Wall posts attributed to the account are being made

Are they really Wall posts, or are they part of an application (e.g. FunWall or something like that)?

Several Facebook applications have a vulnerability where anyone can basically create new "posts" or "gifts" or whatever, and attribute them to a different user. There was an article about this in 2600 around 6 months ago or so, but I can't look it up at the moment.
posted by kidbritish at 9:04 PM on July 10, 2008


Is your friend logging in via the non-SSL location (http://www.facebook.com)? In addition to the things mentioned above, try using https://www.facebook.com instead (note the extra 's' in 'https').
posted by homer2k1 at 10:21 PM on July 10, 2008


I can be logged in to facebook on my desktop in the bedroom and my laptop in the living room at the same time (much to my delight), so don't count on that being true.

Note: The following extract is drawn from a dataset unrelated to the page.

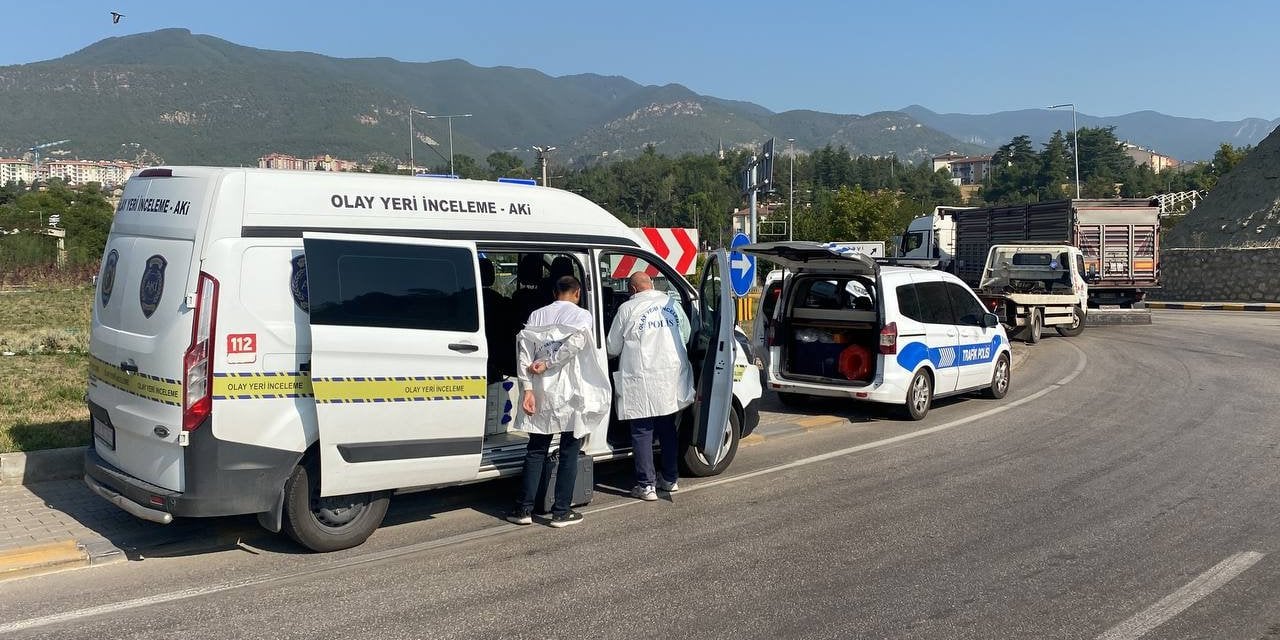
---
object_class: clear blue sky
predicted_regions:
[0,0,1280,120]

Facebook will see both of your machines as coming from one IP address, so you aren't really using it from two locations simultaneously.
posted by cmonkey at 3:31 AM on July 11, 2008


Just to be on the safe side, your friend should not change his passwords using the computer they normally use. Change all passwords, but change them from another unrelated computer.
posted by odinsdream at 7:09 AM on July 11, 2008


2nd'ing odinsdream. If the pc is compromised, changing passwords it a wasted effort. I would nuke from orbit, just to be sure, and do a clean install.
posted by nomisxid at 8:36 AM on July 11, 2008


Facebook will see both of your machines as coming from one IP address, so you aren't really using it from two locations simultaneously.

I can be logged in at my home computer and also logged in at a computer at uni several suburbs away that uses a completely different IP range, so it's definitely possible to log in from multiple locations. (I can simultaneously check facebook from my mobile phone as well).

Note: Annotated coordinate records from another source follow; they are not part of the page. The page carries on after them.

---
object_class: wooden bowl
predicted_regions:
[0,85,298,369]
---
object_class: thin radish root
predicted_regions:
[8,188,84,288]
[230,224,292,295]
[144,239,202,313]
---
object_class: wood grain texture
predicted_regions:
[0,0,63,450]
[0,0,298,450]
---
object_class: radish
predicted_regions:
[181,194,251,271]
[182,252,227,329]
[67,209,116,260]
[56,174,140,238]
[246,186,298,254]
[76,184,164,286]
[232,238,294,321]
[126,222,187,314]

I would look into kidbritish's suggestions, there are some crap applications out there.
posted by jacalata at 5:02 AM on July 12, 2008


I'm assuming that the 'unsecured' part of this is not clear... This means that everything your friend submits from his/her laptop to the internet can be viewed by any 12 year-old within wireless range that spends 10 minutes finding the right software.

Not 'everything', just things which are not encrypted using SSL or other encryption methods.